In Australia, the Australian Competition and Consumer Commission (ACCC) recently reported that cybercrime is up 30 percent and the annual cost of cyber scams sits at around $300 million. The report also stated that of the 6,000 businesses studied, the average cost per ‘scam’ was around $10,000. The larger the organisation, the greater the amount they stand to lose.

However, since smaller businesses are at most risk – their security efforts being less sophisticated and lower-budget than larger organisations – a hit of $10,000 could easily be the difference between staying afloat and going under.

Further to the financial risk of cyber security, an enterprise facing a data breach also stands to lose the trust of their customers. The Unisys Security Index Australia 2011 revealed at the time that 85 percent of Australian customers would stop dealing with an organization if their data was breached. The ramifications of a cyberattack can spread much further than a simple loss of short-term income.

While cyber criminals constantly upgrade their systems and look for more sophisticated ways to attack a business, enterprises must be prepared and arm themselves with equally current and sophisticated technologies to counter this threat. Machine learning stands at the forefront of that arsenal.

A sophisticated and secure big data analytics platform can look at patterns of online behaviour, analyse points of weaknesses or threats, and serve to rectify these areas before they become a salient point in a company’s defence strategy. Finding and understanding a pattern of attack can provide crucial information about when, where, and how attacks will occur, and machine-driven pattern finding is making big inroads into countering hostile behaviours.

Advanced security service providers and vendors are constantly conducting research to find patterns of attack by cyber criminals, sharing results with the larger community in an effort to curb hostile cyber behaviour. This means getting into the details of the pattern concept by analysing what the pattern of attack looks like, how they can be captured, and what makes them effective.

There are countless machine-driven methods for deriving these patterns and many are specifically designed to find the best divisions between classes of behaviour.
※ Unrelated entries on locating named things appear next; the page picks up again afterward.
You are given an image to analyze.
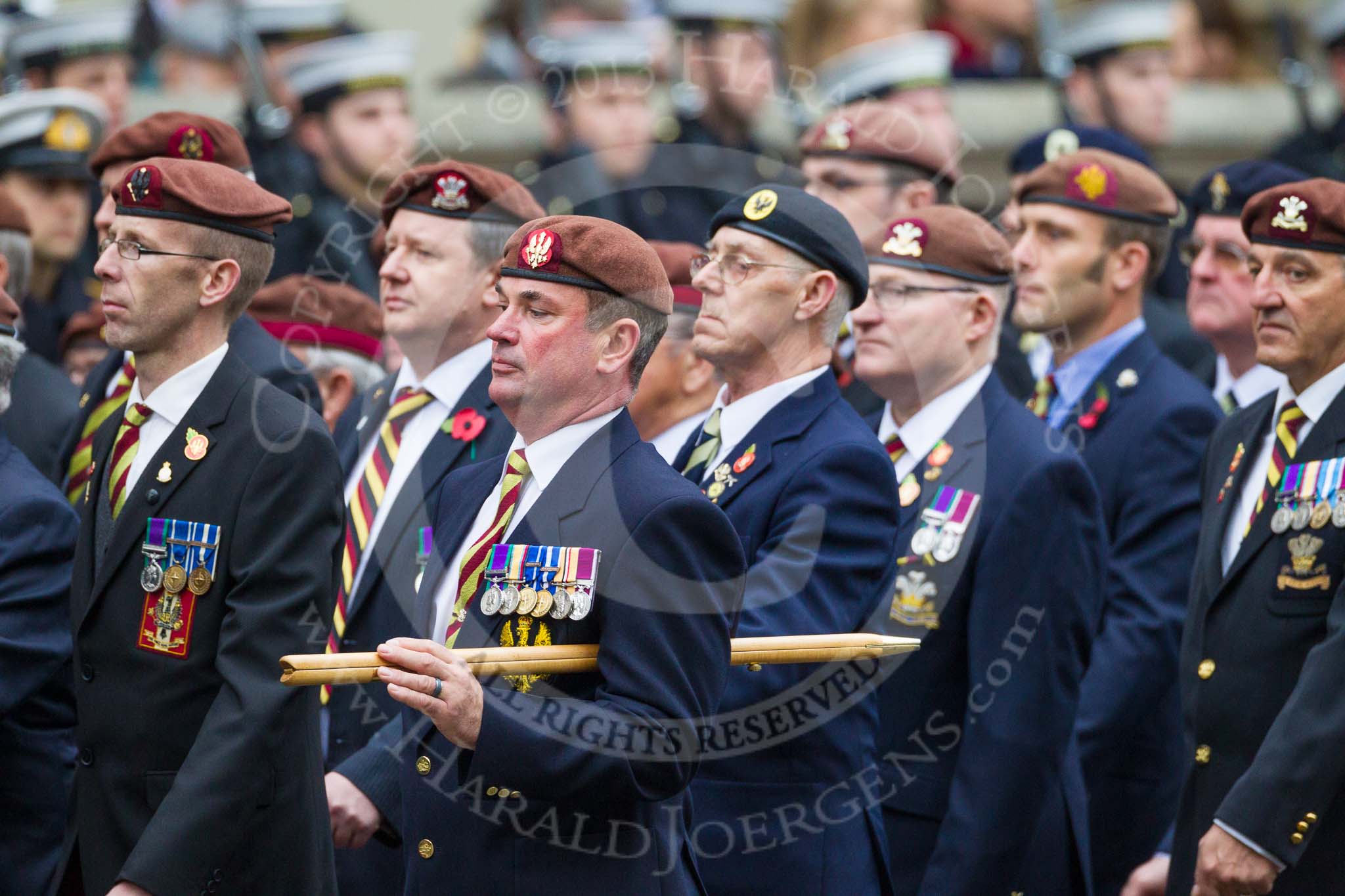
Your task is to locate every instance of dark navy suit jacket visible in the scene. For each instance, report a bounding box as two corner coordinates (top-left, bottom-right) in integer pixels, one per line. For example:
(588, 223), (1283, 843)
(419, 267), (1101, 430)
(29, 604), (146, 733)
(869, 373), (1107, 896)
(342, 411), (744, 896)
(0, 435), (78, 896)
(1055, 333), (1223, 896)
(674, 370), (897, 893)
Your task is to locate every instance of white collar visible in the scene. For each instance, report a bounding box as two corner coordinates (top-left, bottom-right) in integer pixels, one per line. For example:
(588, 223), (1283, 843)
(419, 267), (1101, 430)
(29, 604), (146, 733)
(393, 339), (491, 407)
(510, 407), (623, 492)
(706, 364), (827, 453)
(878, 364), (990, 463)
(127, 343), (229, 426)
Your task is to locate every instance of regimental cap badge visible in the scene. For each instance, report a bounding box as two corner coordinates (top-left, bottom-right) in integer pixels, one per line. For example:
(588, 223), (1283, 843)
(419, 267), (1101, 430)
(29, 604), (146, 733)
(518, 227), (561, 272)
(429, 171), (471, 211)
(168, 125), (215, 161)
(1209, 171), (1233, 211)
(41, 109), (93, 152)
(742, 190), (780, 221)
(882, 218), (929, 258)
(820, 118), (854, 152)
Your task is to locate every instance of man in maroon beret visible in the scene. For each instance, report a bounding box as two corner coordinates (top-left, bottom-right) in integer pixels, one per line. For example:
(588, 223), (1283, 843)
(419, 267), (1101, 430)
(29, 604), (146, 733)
(248, 274), (386, 430)
(70, 157), (340, 896)
(329, 216), (744, 895)
(1013, 149), (1223, 892)
(631, 239), (720, 463)
(323, 158), (542, 892)
(1168, 179), (1345, 896)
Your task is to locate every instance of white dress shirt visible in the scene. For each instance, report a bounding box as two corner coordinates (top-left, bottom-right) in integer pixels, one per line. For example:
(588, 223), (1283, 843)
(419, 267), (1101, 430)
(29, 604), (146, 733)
(430, 408), (623, 643)
(345, 339), (491, 594)
(705, 364), (829, 475)
(650, 411), (709, 461)
(122, 343), (229, 494)
(878, 364), (990, 482)
(1212, 364), (1345, 574)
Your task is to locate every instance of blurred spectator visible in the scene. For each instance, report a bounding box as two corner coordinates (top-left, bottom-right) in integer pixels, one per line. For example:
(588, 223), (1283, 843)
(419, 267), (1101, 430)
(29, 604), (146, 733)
(1055, 0), (1174, 148)
(60, 302), (108, 388)
(5, 8), (132, 129)
(929, 0), (1037, 78)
Graph-based modelling, for instance, allows behaviours to be compared in terms of their overall nature, sequence learning is a way of divulging where attacks may come from – looking at sequences that are highly correlated with particular outcomes, and clustering can be used to find common classes of applications.

These approaches serve to find patterns of threatening or suspicious online behaviour, improve the patterns previously found and analysed, and apply those patterns broadly. This way, an analysis and threat detection method can be inherently more sophisticated than the original threat itself, effectively nullifying the danger to an organisation.

Machine learning can provide a crucial advantage in the game of cat-and-mouse between attackers and defenders, finding patterns that are not intuitive to humans. If a security service provider can keep attackers guessing about how they are being detected, they will be forced to waste resources trying to evade detection, until attacking is no longer an attractive proposition.